Subgroup of braid group $B_3$ isomorphic to itself

Question

Consider the braid group $$B_3=\langle x,y:xyx=yxy\rangle.$$ It has a proper subgroup $N$, defined as follows: $g$ is in $N$ if and only if the sum of all exponents in $$g=\prod u_i^{\varepsilon_i},\ u_i\in\{x,y\},\ \varepsilon_i\in\{-1,1\}$$ is divisible by $5$; i.e. $g\in N\iff\sum\varepsilon_i\equiv0\pmod5$.

I was asked to prove that $N$ is isomorphic to $B_3$ itself.

I think the first thing to do is to get a finite set of generators and relations to generate $N$, and then reduce the relations to the form $ghg=hgh$ (or $k^2=l^3$, as they're equivalent by $k=ghg$, $l=gh$), but I failed at this step.

Answer 1

Anyway I managed to find out a solution: $N$ is generated by $xyxyx$ and $yxyxy$. This is found by somewhat "brute force" search by hand. I expect some more elegant explanation though.

Answer 2

The covering-space argument is described in the following picture:

At the top we have a 2-complex, with fundamental group $B_3$. It is precisely the presentation complex of the presentation $\langle x, y\mid xyx=yxy\rangle$, so has $1$-skeleton as drawn on the left, and then we glue a $2$-cell on in the hopefully obvious way.

The subgroup defined in the question corresponds to the kernel of the map $B_3\to\mathbb{Z}_5$ defined by $\phi:x\mapsto 1, y\mapsto 1$, and hence clearly to an index-5 subgroup. This corresponds to a $5$-sheeted covering of our presentation complex.
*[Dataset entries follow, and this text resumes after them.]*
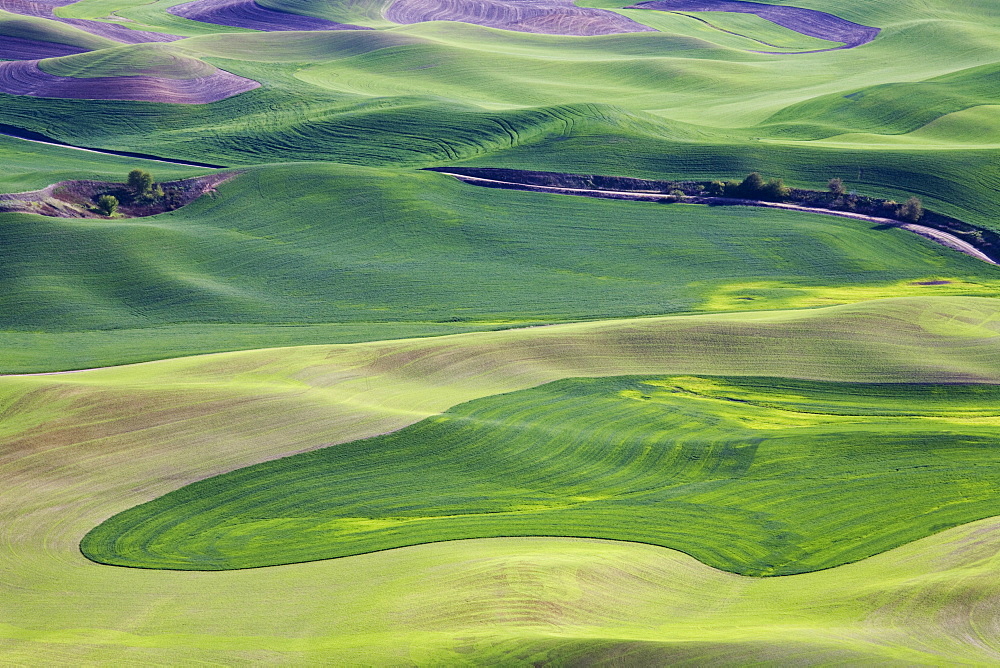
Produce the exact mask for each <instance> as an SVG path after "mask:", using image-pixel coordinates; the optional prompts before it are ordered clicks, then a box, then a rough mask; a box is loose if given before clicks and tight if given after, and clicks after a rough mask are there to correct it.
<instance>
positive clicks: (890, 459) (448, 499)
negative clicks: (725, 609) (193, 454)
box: [81, 377, 1000, 576]
mask: <svg viewBox="0 0 1000 668" xmlns="http://www.w3.org/2000/svg"><path fill="white" fill-rule="evenodd" d="M998 428H1000V391H998V390H997V389H996V387H995V386H991V385H986V386H983V385H922V384H913V385H910V384H902V385H898V384H897V385H863V384H853V385H834V384H826V383H808V382H802V381H787V380H775V379H714V378H701V377H659V378H646V379H639V378H635V377H625V378H621V377H618V378H605V379H588V380H578V379H574V380H566V381H560V382H556V383H552V384H549V385H545V386H542V387H540V388H535V389H532V390H523V391H521V392H515V393H513V394H509V395H503V396H500V397H490V398H487V399H480V400H478V401H473V402H471V403H468V404H463V405H461V406H457V407H455V408H453V409H450V410H448V411H447V412H445V413H443V414H442V415H440V416H435V417H433V418H429V419H427V420H425V421H423V422H420V423H418V424H416V425H414V426H412V427H407V428H406V429H402V430H400V431H398V432H396V433H394V434H390V435H388V436H381V437H378V438H374V439H370V440H365V441H356V442H353V443H349V444H344V445H340V446H337V447H334V448H328V449H325V450H320V451H318V452H311V453H306V454H301V455H296V456H294V457H290V458H288V459H281V460H278V461H275V462H268V463H265V464H259V465H257V466H252V467H249V468H246V469H242V470H240V471H236V472H233V473H230V474H226V475H223V476H219V477H216V478H211V479H209V480H206V481H202V482H199V483H195V484H193V485H191V486H189V487H185V488H183V489H180V490H178V491H176V492H172V493H171V494H168V495H166V496H163V497H160V498H159V499H157V500H156V501H153V502H150V503H148V504H145V505H142V506H139V507H138V508H135V509H133V510H130V511H127V512H125V513H123V514H121V515H117V516H115V517H113V518H111V519H109V520H108V521H107V522H105V523H104V524H102V525H101V526H100V527H98V528H96V529H95V530H94V531H92V532H91V533H89V534H88V535H87V537H86V538H84V540H83V543H82V545H81V548H82V550H83V553H84V554H85V555H86V556H88V557H89V558H91V559H93V560H95V561H99V562H102V563H108V564H116V565H120V566H136V567H142V568H174V569H195V570H199V569H205V570H213V569H228V568H248V567H254V566H271V565H275V564H283V563H295V562H301V561H310V560H316V559H324V558H331V557H341V556H348V555H352V554H363V553H365V552H373V551H375V550H384V549H388V548H394V547H401V546H404V545H415V544H419V543H427V542H434V541H441V540H458V539H462V538H492V537H497V536H531V535H546V536H580V537H593V538H608V539H614V540H627V541H633V542H641V543H651V544H654V545H661V546H664V547H673V548H675V549H678V550H682V551H684V552H687V553H688V554H691V555H692V556H694V557H695V558H697V559H699V560H700V561H702V562H704V563H706V564H708V565H710V566H714V567H716V568H721V569H723V570H728V571H733V572H736V573H740V574H743V575H756V576H761V575H788V574H791V573H801V572H806V571H810V570H817V569H820V568H830V567H833V566H839V565H841V564H843V563H846V562H849V561H857V560H858V559H862V558H864V557H869V556H871V555H873V554H877V553H879V552H883V551H885V550H887V549H890V548H893V547H897V546H899V545H901V544H903V543H906V542H910V541H912V540H915V539H917V538H922V537H923V536H924V535H927V534H928V533H932V532H934V531H939V530H941V529H944V528H948V527H950V526H954V525H958V524H962V523H965V522H968V521H971V520H975V519H980V518H983V517H989V516H991V515H995V514H1000V499H998V498H997V496H996V493H995V490H996V488H997V485H998V484H1000V471H996V470H995V468H994V467H993V466H992V463H993V462H994V460H995V457H996V454H995V449H994V445H995V443H996V440H997V435H998Z"/></svg>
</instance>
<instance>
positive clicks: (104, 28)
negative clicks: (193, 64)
mask: <svg viewBox="0 0 1000 668" xmlns="http://www.w3.org/2000/svg"><path fill="white" fill-rule="evenodd" d="M74 2H76V0H53V1H52V2H33V1H32V0H0V9H2V10H4V11H5V12H10V13H11V14H22V15H24V16H37V17H40V18H43V19H52V20H54V21H59V22H60V23H65V24H66V25H71V26H74V27H76V28H79V29H80V30H83V31H86V32H89V33H90V34H91V35H97V36H98V37H105V38H107V39H113V40H114V41H116V42H121V43H122V44H141V43H145V42H172V41H174V40H178V39H183V38H182V37H180V36H179V35H167V34H164V33H160V32H148V31H145V30H129V29H128V28H126V27H124V26H120V25H115V24H114V23H102V22H101V21H89V20H87V19H63V18H59V17H58V16H56V15H55V14H53V13H52V12H53V10H55V9H56V8H58V7H62V6H64V5H70V4H72V3H74ZM6 39H7V38H6V37H0V40H6ZM59 55H66V54H59ZM36 57H37V56H36Z"/></svg>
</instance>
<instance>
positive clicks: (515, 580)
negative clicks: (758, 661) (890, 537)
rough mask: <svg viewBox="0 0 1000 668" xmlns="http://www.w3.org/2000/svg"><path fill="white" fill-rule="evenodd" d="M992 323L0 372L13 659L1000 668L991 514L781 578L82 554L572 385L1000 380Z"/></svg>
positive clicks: (421, 555) (6, 590)
mask: <svg viewBox="0 0 1000 668" xmlns="http://www.w3.org/2000/svg"><path fill="white" fill-rule="evenodd" d="M998 317H1000V309H998V308H997V304H996V302H995V301H994V300H990V299H967V298H948V299H905V300H886V301H882V302H870V303H867V304H860V305H852V306H841V307H835V308H830V309H823V310H818V311H807V312H795V313H770V314H733V315H725V316H696V317H684V318H660V319H646V320H633V321H625V322H616V323H584V324H574V325H561V326H553V327H545V328H536V329H529V330H515V331H508V332H490V333H485V334H475V335H460V336H454V337H447V338H442V339H424V340H419V341H396V342H386V343H377V344H373V343H368V344H356V345H350V346H317V347H308V348H294V349H280V350H262V351H252V352H243V353H226V354H220V355H212V356H205V357H199V358H184V359H179V360H169V361H163V362H154V363H149V364H143V365H136V366H132V367H120V368H115V369H107V370H99V371H90V372H83V373H77V374H67V375H60V376H37V377H29V378H25V377H17V378H15V377H5V378H0V396H2V405H3V410H4V411H5V413H4V414H5V415H6V416H7V418H8V419H6V420H5V421H4V422H3V423H0V424H2V425H3V429H4V433H3V437H4V442H5V450H4V452H3V458H2V459H0V476H2V478H3V479H4V481H5V485H4V486H3V487H2V488H0V501H2V503H3V505H4V507H5V508H8V509H10V518H11V521H9V522H4V523H3V525H0V544H2V545H3V546H4V547H3V550H0V567H2V568H3V571H4V574H5V575H4V578H3V580H2V582H0V594H2V596H3V600H5V601H6V602H7V603H8V605H6V606H5V607H4V610H3V613H2V614H3V616H2V619H0V637H4V638H5V642H6V643H7V644H6V647H5V655H6V657H7V658H10V659H11V660H23V661H28V660H30V662H38V661H40V660H46V661H56V660H58V661H64V662H65V661H80V660H86V659H88V658H89V659H93V658H94V657H100V659H101V660H102V661H109V660H117V659H122V660H124V659H126V658H127V659H128V660H130V661H136V660H148V661H151V662H157V661H159V662H165V661H169V662H177V661H178V660H191V661H206V660H208V661H213V660H214V661H230V662H231V661H236V660H246V659H247V657H248V656H250V657H254V658H258V659H265V658H270V659H272V660H275V659H279V660H285V661H335V662H339V663H350V662H352V661H356V660H357V657H359V656H362V655H363V656H364V657H366V660H367V661H381V662H384V663H400V662H403V663H410V662H425V663H426V662H429V661H439V662H440V661H446V662H448V661H450V662H455V661H466V662H467V661H469V660H481V661H482V662H494V663H495V662H497V661H498V660H500V661H503V660H506V661H508V662H511V661H513V662H517V661H521V662H523V660H524V658H525V657H532V656H537V657H538V658H539V660H545V659H548V660H552V661H557V660H560V659H566V658H567V657H573V656H578V657H586V656H594V653H595V652H597V651H598V650H600V651H601V652H603V654H602V655H603V656H608V657H611V658H614V657H615V656H618V655H621V656H624V657H627V656H641V655H637V654H635V653H634V652H636V651H639V649H640V648H641V647H646V648H652V650H653V654H647V655H645V656H651V657H652V659H651V660H653V661H654V662H656V661H658V662H661V663H662V662H664V661H667V660H676V661H680V660H682V659H686V660H688V661H696V660H697V659H699V658H702V659H712V660H715V661H716V662H723V663H745V661H746V659H747V657H761V659H762V660H764V659H767V658H768V657H770V658H771V659H772V660H773V659H774V656H776V655H775V654H774V652H785V653H782V654H779V656H791V657H792V658H796V657H797V658H798V659H799V660H802V659H803V658H810V659H812V660H815V661H822V660H827V661H830V660H834V659H837V660H841V661H842V660H844V659H845V657H848V658H854V659H857V660H867V661H878V662H881V663H886V662H889V663H898V664H910V665H912V664H914V663H940V662H941V661H942V657H946V658H947V659H948V660H950V661H952V662H953V661H955V660H969V661H973V662H979V663H983V662H992V661H995V660H996V658H997V650H996V645H995V636H994V635H993V634H991V633H989V631H988V629H989V628H990V624H992V623H993V619H994V618H993V616H992V613H991V610H993V609H994V608H993V607H991V605H990V601H992V600H995V599H996V597H997V596H1000V585H998V582H1000V580H998V578H997V577H996V575H997V573H998V571H1000V557H998V556H997V555H998V554H1000V550H998V540H1000V538H998V536H1000V532H998V531H997V529H998V526H1000V525H998V523H997V522H996V521H995V520H986V521H982V522H978V523H975V524H972V525H968V526H966V527H959V528H956V529H952V530H949V531H946V532H944V533H941V534H937V535H935V536H933V537H930V538H926V539H923V540H921V541H917V542H915V543H911V544H909V545H907V546H904V547H902V548H898V549H897V550H893V551H891V552H888V553H885V554H883V555H879V556H875V557H873V558H871V559H867V560H864V561H862V562H858V563H856V564H852V565H847V566H842V567H839V568H836V569H832V570H827V571H822V572H817V573H811V574H806V575H801V576H792V577H788V578H768V579H763V580H760V579H749V578H740V577H739V576H735V575H730V574H724V573H719V572H718V571H714V570H712V569H709V568H707V567H705V566H703V565H702V564H700V563H698V562H697V561H695V560H693V559H690V558H688V557H684V556H682V555H679V554H677V553H674V552H671V551H669V550H666V549H663V548H653V547H647V546H642V545H636V544H626V543H608V542H602V541H586V540H571V539H510V540H484V541H460V542H451V543H441V544H435V545H425V546H419V547H413V548H406V549H402V550H392V551H387V552H380V553H375V554H370V555H365V556H360V557H351V558H346V559H340V560H331V561H323V562H315V563H311V564H302V565H292V566H283V567H280V568H267V569H255V570H252V571H232V572H219V573H204V572H200V573H192V572H177V571H148V570H141V569H116V568H107V567H102V566H99V565H96V564H94V563H93V562H90V561H88V560H87V559H85V558H84V557H83V556H82V555H81V554H80V553H79V550H78V544H79V540H80V538H81V537H82V536H83V535H84V534H85V533H86V531H88V530H89V529H90V528H91V527H93V526H95V525H96V524H98V523H99V522H100V521H102V520H103V519H105V518H107V517H109V516H111V515H113V514H115V513H117V512H120V511H122V510H124V509H126V508H129V507H132V506H134V505H136V504H138V503H142V502H143V501H146V500H150V499H152V498H155V497H157V496H160V495H162V494H164V493H166V492H168V491H170V490H173V489H176V488H178V487H181V486H183V485H184V484H187V483H189V482H193V481H194V480H198V479H203V478H206V477H209V476H212V475H217V474H219V473H222V472H224V471H230V470H234V469H237V468H240V467H244V466H247V465H250V464H253V463H257V462H261V461H266V460H269V459H274V458H277V457H282V456H287V455H289V454H293V453H295V452H301V451H304V450H310V449H315V448H318V447H323V446H326V445H331V444H332V443H334V442H344V441H347V440H352V439H355V438H362V437H365V436H370V435H373V434H378V433H383V432H386V431H390V430H393V429H399V428H400V427H401V426H404V425H406V424H411V423H413V422H416V421H418V420H420V419H422V418H423V417H425V416H427V415H430V414H433V413H436V412H440V411H441V410H443V409H444V408H447V406H450V405H453V404H456V403H459V402H461V401H468V400H470V399H474V398H476V397H479V396H484V395H488V394H497V393H500V392H507V391H513V390H516V389H522V388H525V387H532V386H535V385H539V384H541V383H544V382H548V381H551V380H556V379H558V378H561V377H567V376H570V375H573V376H581V375H590V376H598V375H612V374H622V373H651V372H663V373H692V372H696V373H706V372H712V373H715V374H744V375H745V374H753V373H757V374H759V373H761V371H762V370H766V372H767V373H779V374H782V375H786V376H800V377H810V378H815V379H826V380H846V381H864V380H878V381H884V382H891V381H893V380H895V381H901V382H906V381H909V380H922V381H927V382H950V381H961V382H968V381H975V382H991V383H995V382H998V381H1000V362H998V356H997V355H996V349H997V343H998V330H1000V323H998ZM720 340H726V341H728V342H729V343H731V345H729V346H726V347H722V348H720V347H719V345H718V343H719V341H720ZM126 407H127V410H126ZM15 415H16V416H18V419H17V420H12V419H11V417H12V416H15ZM66 591H73V592H74V595H73V596H71V597H67V596H66V595H65V592H66ZM623 597H625V598H627V599H628V600H629V601H630V604H629V605H628V606H622V605H621V601H622V598H623ZM817 601H823V605H817V604H816V602H817ZM331 606H332V607H333V609H336V610H337V611H338V614H336V615H330V614H329V611H330V609H331ZM220 609H227V610H234V609H238V610H240V614H239V615H219V614H218V610H220ZM666 613H669V614H666ZM387 628H391V629H392V632H391V633H389V632H386V631H384V629H387ZM285 629H297V631H296V632H295V634H294V637H290V636H289V635H288V634H287V633H286V632H285V631H284V630H285ZM789 647H792V648H795V651H794V653H793V655H788V654H787V652H788V651H789V650H788V648H789Z"/></svg>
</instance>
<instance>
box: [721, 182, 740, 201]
mask: <svg viewBox="0 0 1000 668" xmlns="http://www.w3.org/2000/svg"><path fill="white" fill-rule="evenodd" d="M722 194H723V195H725V196H726V197H743V190H742V188H741V187H740V183H739V181H726V182H725V183H723V184H722Z"/></svg>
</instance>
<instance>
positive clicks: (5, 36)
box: [0, 35, 86, 60]
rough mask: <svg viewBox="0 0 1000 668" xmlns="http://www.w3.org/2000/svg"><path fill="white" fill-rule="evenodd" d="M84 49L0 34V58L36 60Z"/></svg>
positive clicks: (69, 52) (84, 49)
mask: <svg viewBox="0 0 1000 668" xmlns="http://www.w3.org/2000/svg"><path fill="white" fill-rule="evenodd" d="M84 51H86V49H83V48H80V47H78V46H70V45H68V44H56V43H55V42H42V41H39V40H37V39H24V38H23V37H10V36H8V35H0V60H36V59H38V58H57V57H59V56H71V55H73V54H74V53H83V52H84Z"/></svg>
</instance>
To draw this covering space, I first drew the Cayley graph of $\mathbb{Z}_5$, and for each of the $5$ vertices $0, \ldots, 4$ I added edges $x_i, y_i$ corresponding to the image of $\phi(x), \phi(y)$ at this point - in this case, $x_i$ and $y_i$ move to the next vertex, but for example the map $\psi:x\mapsto 1, y\mapsto0$ would have $x$-edges as here, but loop edges for each $y_i$. This gives us our $1$-skeleton. Then $2$-cells are then the lift of the $2$-cell of the presentation complex at of the $5$ vertices - that is, for each vertex $0, \ldots, 4$, read $xyxy^{-1}x^{-1}y^{-1}$ to get a $2$-cell. This gives: $$\begin{align*} x_0y_1x_2y_2^{-1}&x_1^{-1}y_0^{-1}\\ x_1y_2x_3y_3^{-1}&x_2^{-1}y_1^{-1}\\ &\vdots \end{align*} $$ To get the fundamental group of this covering space, which is what we are after, we take the presentation with the $1$-cells as generators, and then the $2$-cells and a then $1$-cells forming a spanning tree as relations; I suggest $y_1=1,y_2=1,y_3=1,y_4=1$ as the spanning tree. This gives a presentation as follows: $$ \begin{align*} \langle x_i, y_i, i\in\{0, \ldots, 4\}\mid x_iy_{i+1}x_{i+2}y_{i+2}^{-1}&x_{i+1}^{-1}y_i^{-1}\:(i \mod 5), y_1, \ldots, y_4 \rangle \end{align*} $$ Now write this out in full, remove the generators $y_1, \ldots, y_4$ from the presentation, and then carefully use Tietse transformations to reduce down to two generators. The result is the Braid group. [I can do this in full if needed, I'm just out of time now :-)]